Ontwikkelingstrend van confocale microscopie
Om betere observatieresultaten op technisch niveau te verkrijgen, richt confocale microscopie zich op het verbeteren van het technische niveau vanuit de aspecten van het verbeteren van de resolutie, het verminderen van fototoxiciteit, het verhogen van de scansnelheid, het observeren van dikke monsters en het observeren in vivo. Momenteel is het Z-effectief. Wat Zda voor confocale microscopietechnologie promoot, is microscopie met ultrahoge resolutie, die de optische limiet doorbreekt en onderzoekers in staat stelt fijnere celstructuren te verkrijgen, wat bevorderlijk is voor een dieper begrip van levensactiviteiten door onderzoekers. De volgende onderzoeksfocus van confocale microscopietechnologie zou zich moeten concentreren op de volgende punten:
1. Hogere scansnelheid
Momenteel wordt de confocale scansnelheid beperkt door de mechanische structuur van de scanapparatuur en kan de resolutie alleen worden opgeofferd om een hogere scansnelheid te verkrijgen. Veel biologische processen gaan zo snel dat ze ondetecteerbaar blijven.
2. Meer perfecte technologie met ultrahoge resolutie
Momenteel omvatten technologieën met ultrahoge resolutie STORM, PALM, STED en SSIM, met resoluties variërend van 20 tot 200 nm, maar elke technologie heeft bepaalde gebreken, zoals monsterverwerking, richting van de Z-as, fototoxiciteit, enz. Het is lang niet perfect, en het is vaak moeilijk om de limietresolutie te bereiken bij daadwerkelijke waarneming.
3. Sterkere compatibiliteit
Confocale microscopietechnologie omvat een verscheidenheid aan excitatiemethoden, zoals de hierboven genoemde multiphoton- en lichtbladobservatie, en coherente anti-Stokes Raman-verstrooiing kan theoretisch een reeks lasersystemen delen. Superresolutiemicroscopie kan worden gecombineerd met witte lasertechnologie. Door de patentkwesties van verschillende bedrijven is er echter nog ruimte voor verbetering op het gebied van volledigheid en compatibiliteit, en de huidige apparatuur kan de technische voordelen van de applicatie niet ten volle benutten.
Principes van confocale microscopie
Confocale microscoop bestaat uit vier delen: optisch microscoopsysteem, laserlichtbron, scanner en detectie- en verwerkingssysteem. Het gebruikt laser met goede coherentie als lichtbron. Het maakt gebruik van een geconjugeerd focusprincipe en apparaat op basis van een traditionele optische microscoop, en gebruikt een computer Een set van observatie-, analyse- en uitvoersystemen voor beeldverwerking.

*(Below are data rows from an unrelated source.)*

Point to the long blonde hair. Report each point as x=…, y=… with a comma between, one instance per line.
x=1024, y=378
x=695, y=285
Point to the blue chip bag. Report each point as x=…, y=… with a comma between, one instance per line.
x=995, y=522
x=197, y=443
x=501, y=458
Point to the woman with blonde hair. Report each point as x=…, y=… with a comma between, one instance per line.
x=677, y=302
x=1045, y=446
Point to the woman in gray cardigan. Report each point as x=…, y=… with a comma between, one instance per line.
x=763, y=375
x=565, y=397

De laserscanstraal gaat door het gaatje van het rooster om een puntlichtbron te vormen, die door de straalsplitser naar de objectieflens wordt gereflecteerd, op het preparaat wordt gefocust en wordt gescand. Nadat het monster is geëxciteerd, keert de uitgezonden fluorescentie terug naar de spectroscoop en verzamelt het naar de detectie-pinhole, en vervolgens wordt het omgezet in een elektrisch signaal door de fotovermenigvuldigerbuis en verzonden naar de computer om een duidelijk brandpuntsvlakbeeld weer te geven. Het excitatielicht wordt door het gaatje van het rooster op het monster gefocust en de fluorescentie wordt door de objectieflens op het gaatje gefocust. Dit proces vormt twee focusseringen, daarom wordt het een confocale microscoop genoemd.

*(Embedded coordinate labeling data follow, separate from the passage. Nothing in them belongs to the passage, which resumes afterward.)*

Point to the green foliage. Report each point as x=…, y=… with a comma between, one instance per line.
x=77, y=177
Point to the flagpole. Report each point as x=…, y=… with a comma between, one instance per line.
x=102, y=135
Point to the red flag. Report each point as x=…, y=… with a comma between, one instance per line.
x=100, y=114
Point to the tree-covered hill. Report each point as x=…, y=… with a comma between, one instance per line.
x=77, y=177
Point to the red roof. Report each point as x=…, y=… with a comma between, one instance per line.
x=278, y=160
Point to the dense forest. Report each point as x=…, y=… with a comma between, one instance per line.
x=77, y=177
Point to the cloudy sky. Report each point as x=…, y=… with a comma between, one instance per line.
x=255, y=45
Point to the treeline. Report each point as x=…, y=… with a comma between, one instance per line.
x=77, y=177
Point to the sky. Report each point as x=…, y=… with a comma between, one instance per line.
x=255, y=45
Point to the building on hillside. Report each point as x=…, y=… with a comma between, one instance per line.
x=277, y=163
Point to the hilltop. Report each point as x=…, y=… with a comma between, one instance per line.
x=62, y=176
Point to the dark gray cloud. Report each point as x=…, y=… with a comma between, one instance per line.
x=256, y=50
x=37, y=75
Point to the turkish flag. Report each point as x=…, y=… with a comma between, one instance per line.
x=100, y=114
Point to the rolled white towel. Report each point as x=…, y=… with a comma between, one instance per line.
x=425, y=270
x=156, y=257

Gewone biologische monsters hebben een complexe structuur en een bepaalde dikte. Wanneer waargenomen met een gewone fluorescentiemicroscoop, overlapt de door het monster uitgezonden fluorescentie elkaar en wordt de beeldresolutie sterk verminderd.

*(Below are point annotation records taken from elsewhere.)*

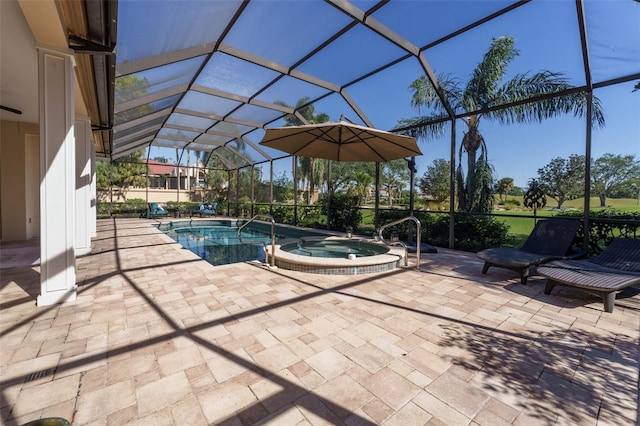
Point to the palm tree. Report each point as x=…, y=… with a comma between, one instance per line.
x=486, y=90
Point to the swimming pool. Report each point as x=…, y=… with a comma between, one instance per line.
x=216, y=241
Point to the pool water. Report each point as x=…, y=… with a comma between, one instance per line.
x=218, y=242
x=219, y=245
x=335, y=249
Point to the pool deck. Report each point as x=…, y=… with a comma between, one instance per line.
x=158, y=336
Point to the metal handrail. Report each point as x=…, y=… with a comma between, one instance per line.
x=413, y=218
x=264, y=245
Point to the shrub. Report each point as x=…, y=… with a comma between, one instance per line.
x=344, y=212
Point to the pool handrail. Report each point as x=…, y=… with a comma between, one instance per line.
x=264, y=245
x=404, y=219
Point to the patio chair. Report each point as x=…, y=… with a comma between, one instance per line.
x=616, y=268
x=551, y=239
x=205, y=209
x=156, y=210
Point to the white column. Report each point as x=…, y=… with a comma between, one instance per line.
x=83, y=185
x=57, y=176
x=93, y=215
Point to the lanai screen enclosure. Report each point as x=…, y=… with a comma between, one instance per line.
x=211, y=76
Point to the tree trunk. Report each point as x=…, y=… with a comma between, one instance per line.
x=471, y=180
x=312, y=179
x=603, y=200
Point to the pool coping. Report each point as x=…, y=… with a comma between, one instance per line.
x=336, y=266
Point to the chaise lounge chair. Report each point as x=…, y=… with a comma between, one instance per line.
x=205, y=209
x=156, y=210
x=616, y=268
x=551, y=239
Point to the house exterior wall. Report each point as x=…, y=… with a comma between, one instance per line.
x=19, y=180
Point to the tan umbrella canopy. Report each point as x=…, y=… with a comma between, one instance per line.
x=341, y=141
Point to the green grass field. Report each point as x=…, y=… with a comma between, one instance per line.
x=521, y=227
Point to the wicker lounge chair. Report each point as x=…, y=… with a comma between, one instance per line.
x=616, y=268
x=551, y=239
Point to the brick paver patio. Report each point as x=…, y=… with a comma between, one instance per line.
x=158, y=336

De confocale beeldvorming van de confocale microscoop kan het strooilicht en niet-meetlicht buiten het brandpuntsvlak effectief onderdrukken om de detector binnen te gaan, beeldvorming met een enkel brandpuntsvlak realiseren en de resolutie aanzienlijk verbeteren. Wanneer het podium gelijkmatig in horizontale richting beweegt, kan het een duidelijk enkellaags beeld vormen en in verticale richting kan het het laag-voor-laag scannen van het monster op verschillende diepten realiseren en de driedimensionale structuur verkrijgen van het monster na driedimensionale reconstructie, de zogenaamde "optische CT". Het monster wordt gelabeld met een fluorescerende sonde en vervolgens geobserveerd met een confocale microscoop. Niet alleen kunnen verschillende gefixeerde cellen en weefselstructuren worden waargenomen, maar ook de morfologie, structuur en ionen van levende cellen kunnen kwalitatief en kwantitatief worden waargenomen en regelmatig worden gemeten.